Would you do me a favour? Tell me what you think about this question. Let's call it the anti-AB Facey conundrum. When you have a problem and you're unhappy, but you also know that your life has been, relative to many other people's, amazingly fortunate and holds many wonderful things, and also that relatively speaking your problem and associated unhappiness aren't all that intractable, what do you think you should you do with all of that, including the bit where you go, unattractively, 'well at least I'm not as messed up as that other person.' Should you just get over yourself, or try to, and get on with it?

I have a friend who's a Holocaust survivor. He was born in Paris in 1939 and when the city fell he was two years old, very cute and heartbreakingly small and vulnerable in the studio photo on his ipad.

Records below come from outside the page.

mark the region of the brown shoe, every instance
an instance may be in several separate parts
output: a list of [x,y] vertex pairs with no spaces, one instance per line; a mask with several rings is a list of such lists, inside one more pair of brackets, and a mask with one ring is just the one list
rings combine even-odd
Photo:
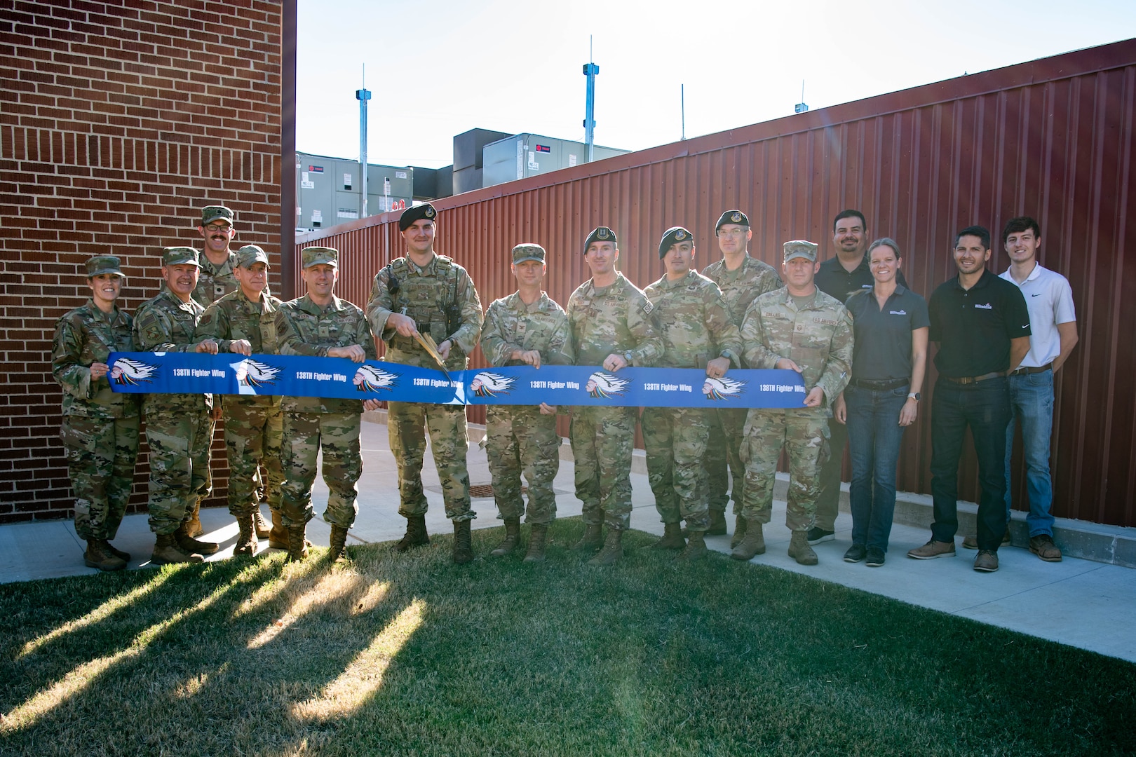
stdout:
[[1047,563],[1061,562],[1061,550],[1049,533],[1029,537],[1029,550]]
[[975,557],[975,570],[982,573],[993,573],[997,570],[997,553],[993,549],[979,549]]
[[916,560],[934,560],[935,557],[954,557],[954,539],[950,541],[935,541],[932,539],[921,547],[916,547],[908,553],[908,557]]
[[[1009,547],[1010,546],[1010,529],[1009,529],[1009,527],[1005,529],[1005,533],[1002,535],[1002,546],[1003,547]],[[968,536],[967,538],[964,538],[962,540],[962,548],[963,549],[977,549],[978,548],[978,535]]]

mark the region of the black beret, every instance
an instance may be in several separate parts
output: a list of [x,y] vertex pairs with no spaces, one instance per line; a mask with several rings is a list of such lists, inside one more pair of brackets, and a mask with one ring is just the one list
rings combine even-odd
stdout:
[[694,235],[691,234],[690,229],[685,229],[682,226],[671,226],[669,229],[663,232],[662,241],[659,242],[659,260],[667,256],[667,251],[670,250],[670,245],[679,242],[690,242],[691,244],[694,244]]
[[727,210],[721,215],[721,218],[718,219],[718,225],[713,227],[715,234],[717,234],[718,229],[720,229],[726,224],[737,224],[738,226],[749,226],[750,219],[746,218],[745,213],[743,213],[741,210]]
[[584,239],[584,254],[587,254],[587,247],[593,242],[610,242],[611,244],[619,246],[619,242],[616,239],[616,233],[612,232],[607,226],[598,226],[592,229],[592,233],[587,235]]
[[428,202],[423,205],[415,205],[412,208],[407,208],[399,216],[399,230],[406,232],[410,226],[418,219],[425,218],[428,221],[434,220],[437,216],[437,211],[434,210],[434,205]]

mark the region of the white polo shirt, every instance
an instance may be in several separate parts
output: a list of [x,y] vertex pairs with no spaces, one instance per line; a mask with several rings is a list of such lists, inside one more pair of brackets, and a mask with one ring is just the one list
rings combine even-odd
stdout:
[[1041,368],[1052,363],[1061,354],[1058,323],[1077,320],[1069,279],[1043,268],[1041,263],[1034,266],[1034,270],[1021,284],[1013,279],[1009,268],[1001,276],[1021,289],[1029,309],[1029,352],[1019,368]]

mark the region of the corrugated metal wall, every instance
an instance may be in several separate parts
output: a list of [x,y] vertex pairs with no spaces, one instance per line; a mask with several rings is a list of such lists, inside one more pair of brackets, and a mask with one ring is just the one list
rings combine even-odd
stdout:
[[[512,245],[538,242],[551,255],[549,294],[566,303],[587,278],[580,242],[601,224],[619,234],[620,268],[642,287],[662,274],[655,250],[668,226],[695,233],[704,264],[718,256],[718,215],[742,208],[751,252],[778,264],[792,238],[835,254],[832,219],[858,208],[870,237],[899,241],[908,280],[929,296],[953,276],[958,229],[982,224],[1000,238],[1008,219],[1034,216],[1042,263],[1072,284],[1080,331],[1058,376],[1054,513],[1136,525],[1136,351],[1125,336],[1136,323],[1136,272],[1125,266],[1136,218],[1134,103],[1129,40],[446,197],[435,203],[436,249],[469,270],[487,305],[515,289]],[[343,253],[340,293],[360,305],[402,249],[393,216],[299,239],[316,243]],[[1008,258],[995,247],[1000,272]],[[934,378],[932,368],[928,388]],[[905,438],[903,490],[930,489],[929,406]],[[1018,453],[1013,472],[1019,493]],[[960,496],[978,497],[976,473],[968,454]]]

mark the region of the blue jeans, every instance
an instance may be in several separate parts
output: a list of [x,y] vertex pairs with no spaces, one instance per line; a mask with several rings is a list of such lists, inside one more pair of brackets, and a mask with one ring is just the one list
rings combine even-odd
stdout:
[[1005,533],[1005,429],[1010,424],[1010,384],[1005,377],[959,385],[935,382],[930,404],[930,491],[935,522],[932,538],[953,541],[959,530],[959,460],[967,427],[978,456],[978,548],[997,552]]
[[1021,448],[1026,457],[1026,491],[1029,494],[1029,536],[1053,536],[1053,485],[1050,481],[1050,435],[1053,430],[1053,371],[1010,378],[1010,424],[1005,430],[1005,513],[1010,518],[1010,453],[1013,422],[1021,420]]
[[847,405],[849,452],[852,455],[852,544],[887,552],[895,513],[895,466],[904,427],[900,411],[908,401],[908,385],[877,392],[850,386]]

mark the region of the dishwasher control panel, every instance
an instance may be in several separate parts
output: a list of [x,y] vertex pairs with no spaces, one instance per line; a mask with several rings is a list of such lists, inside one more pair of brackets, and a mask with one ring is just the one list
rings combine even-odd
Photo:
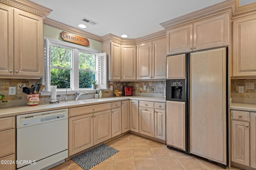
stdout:
[[68,109],[62,109],[19,115],[16,116],[16,127],[24,127],[68,119]]

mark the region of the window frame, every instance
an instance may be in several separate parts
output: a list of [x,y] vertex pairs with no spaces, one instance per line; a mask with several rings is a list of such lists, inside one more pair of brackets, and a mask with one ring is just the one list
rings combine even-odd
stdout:
[[[44,73],[43,77],[41,79],[41,82],[42,84],[45,86],[44,89],[41,91],[41,95],[48,95],[50,94],[50,46],[53,45],[56,47],[60,47],[70,49],[72,50],[71,52],[71,69],[70,72],[70,86],[72,88],[68,88],[68,94],[73,93],[74,92],[80,90],[80,92],[95,92],[96,91],[99,90],[106,90],[107,89],[107,69],[106,68],[106,71],[104,72],[105,74],[104,75],[105,77],[104,78],[102,84],[98,85],[98,86],[100,86],[100,88],[96,90],[92,90],[90,88],[79,88],[79,52],[82,52],[86,53],[95,55],[96,60],[96,74],[95,79],[97,80],[97,82],[99,81],[99,70],[98,70],[98,63],[97,61],[99,57],[104,57],[105,61],[104,63],[105,66],[106,67],[106,53],[102,53],[101,51],[82,47],[76,44],[67,43],[64,41],[57,40],[54,39],[52,39],[49,38],[44,38]],[[104,56],[100,56],[100,55],[104,55]],[[77,65],[76,65],[77,64]],[[77,72],[78,74],[76,74]],[[66,94],[66,89],[60,88],[57,89],[57,94]]]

The photo was organised by his mother who sent a copy of it to every relative she could locate so that if anything happened to her, etc etc. He's travelled a lot and also on the ipad are photos of holocaust memorials around the world. I've been shown several times the pictures of this one in Miami. Usually when I'm looking at these things there are lots of people around, doing their nice everyday Melbourne stuff. The look on his face, though - he's alone, entirely isolated. I think maybe he's been like that all his life. Don't know.

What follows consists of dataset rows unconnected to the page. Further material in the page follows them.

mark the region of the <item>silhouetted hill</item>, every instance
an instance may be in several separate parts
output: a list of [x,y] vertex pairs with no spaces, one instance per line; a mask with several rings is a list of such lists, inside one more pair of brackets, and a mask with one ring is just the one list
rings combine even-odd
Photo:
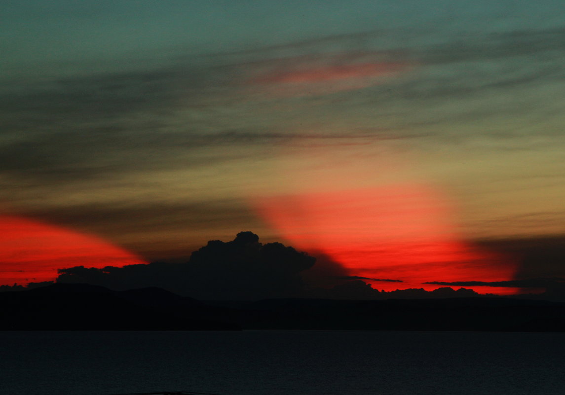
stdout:
[[202,302],[158,288],[54,284],[0,293],[3,330],[565,331],[565,304],[507,298]]
[[237,330],[226,310],[155,288],[54,284],[0,293],[3,330]]
[[565,331],[565,304],[502,298],[227,302],[244,329]]

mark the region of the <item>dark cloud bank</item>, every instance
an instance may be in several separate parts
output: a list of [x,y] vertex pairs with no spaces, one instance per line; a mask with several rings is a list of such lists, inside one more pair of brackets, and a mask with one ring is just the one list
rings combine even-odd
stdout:
[[[328,299],[409,299],[479,296],[473,286],[510,287],[524,289],[521,297],[565,300],[565,280],[532,278],[503,282],[438,282],[433,291],[423,289],[379,291],[367,281],[398,283],[391,279],[347,275],[347,271],[327,257],[316,258],[280,243],[262,244],[259,236],[240,232],[228,242],[211,240],[192,253],[185,263],[154,262],[103,269],[84,266],[61,269],[60,283],[86,283],[124,291],[159,287],[184,296],[204,300],[258,300],[277,298]],[[0,291],[24,290],[48,284],[1,286]],[[451,287],[455,286],[455,289]],[[528,289],[545,290],[528,294]],[[489,296],[494,295],[489,295]]]

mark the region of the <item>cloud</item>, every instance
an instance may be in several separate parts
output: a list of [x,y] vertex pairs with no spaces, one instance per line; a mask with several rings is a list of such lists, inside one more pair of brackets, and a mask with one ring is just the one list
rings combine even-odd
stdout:
[[402,280],[391,280],[390,279],[385,278],[370,278],[369,277],[362,277],[360,276],[344,276],[342,277],[336,278],[337,279],[340,280],[370,280],[371,281],[383,281],[385,282],[389,283],[402,283],[403,282]]
[[263,244],[251,232],[233,241],[212,240],[184,264],[155,262],[101,269],[59,270],[58,282],[88,283],[115,289],[157,286],[202,300],[257,300],[303,292],[299,273],[315,259],[279,243]]
[[531,278],[523,280],[509,280],[508,281],[429,281],[423,284],[433,284],[439,286],[457,286],[460,287],[510,287],[512,288],[546,288],[557,284],[565,283],[565,279]]

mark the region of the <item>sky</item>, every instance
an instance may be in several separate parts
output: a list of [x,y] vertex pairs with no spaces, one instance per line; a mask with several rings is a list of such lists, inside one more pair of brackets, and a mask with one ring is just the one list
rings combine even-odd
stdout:
[[560,0],[0,3],[0,283],[241,231],[379,289],[565,274]]

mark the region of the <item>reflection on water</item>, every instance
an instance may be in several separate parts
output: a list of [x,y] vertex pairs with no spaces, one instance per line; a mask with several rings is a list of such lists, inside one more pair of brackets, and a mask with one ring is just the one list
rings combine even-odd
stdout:
[[565,334],[5,332],[0,395],[563,394]]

I've been reading while not blogging, and I'll force myself tomorrow to write a reading log. I do feel a bit better having written the above. Confused, bitter, sarcastic, unnecessarily long and plain unnecessary attempts at jokes will be back on the time-wasting agenda soon enough I dare say.

3 comments:

jc said...

"Should you just get over yourself, or try to, and get on with it?"

I don't really know what getting over yourself means, I am always in my own way.

I think you should accept that you are going to need to WALLOW in it for a bit, in the free-floating whiny way. But you should also make sure you do the old reliable good things: craft or being in nature or what have you. A lot of my problems have seemed like horribly devastating things but then some how time passed and I was still alive and the problem was still there and I still felt sad about it, but not in an overwhelming way. Nothing was solved or anything. I just stopped feeling it so intensely.

I don't know if that was useful, but you asked it in a taking-a-survey way, rather than an advice-seeking way, so consider it a data point.

lucy tartan said...

Very useful. Thank you.

Helen said...

I just started reading your blog again (thanks for blogging!) I see the last comment was November 2017, which was just between the taking-responsibility-for-incapacitated mother event and the discovery-that-husband-has-accumulated-crippling-debt-remortgage-the-house event. I don't discuss the latter thing on Facey for the same reason you don't. Really, I got nuttin', except "what JC said", especially the being in nature bit and the diminishing horribleness bit.
I think feeling emotional on your ride to work is a good thing. It gets it out.